What determines flows?

Posted by Scriptaty | 10:08 PM

A presumption derived from herding behavior is, flows follow performance: Investors are scared to buy at market lows and then come storming in well after a bullish move is underway.

This seems so apparent on the face it scarcely warrants a cocked eyebrow. A corollary should apply to factors affecting markets as well: In the case of the dollar, we should have every reason to expect American investors to keep their funds parked at home when the dollar is strong and chase foreign assets higher when a declining dollar is making them more expensive.

The net monthly flows for the four categories of U.S. and world stock and bond funds provide both confirmation and denial of the “flows follow performance” maxim. Both categories of stock funds clearly enjoyed massive net inflows during the late 1990s bull market, while U.S. stock funds were sold with abandon in mid 2002.

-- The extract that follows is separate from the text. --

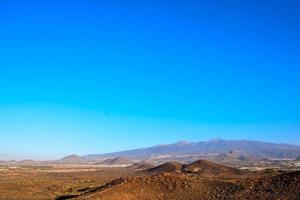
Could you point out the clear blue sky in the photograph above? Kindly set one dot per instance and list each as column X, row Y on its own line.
column 100, row 76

However, as we will see here, U.S. investors resumed buying world equity funds but not domestic equity funds during the 2003-2007 bull market.

Moreover, buyers of domestic bond funds were aggressive in mid-2002 and again in 2006-2007. The first period corresponded to a bull market in bonds and a bear market in stocks; the latter occurred in precisely the opposite environment. This cursory examination indicates we can make no blanket statements on the order of “flows follow performance.”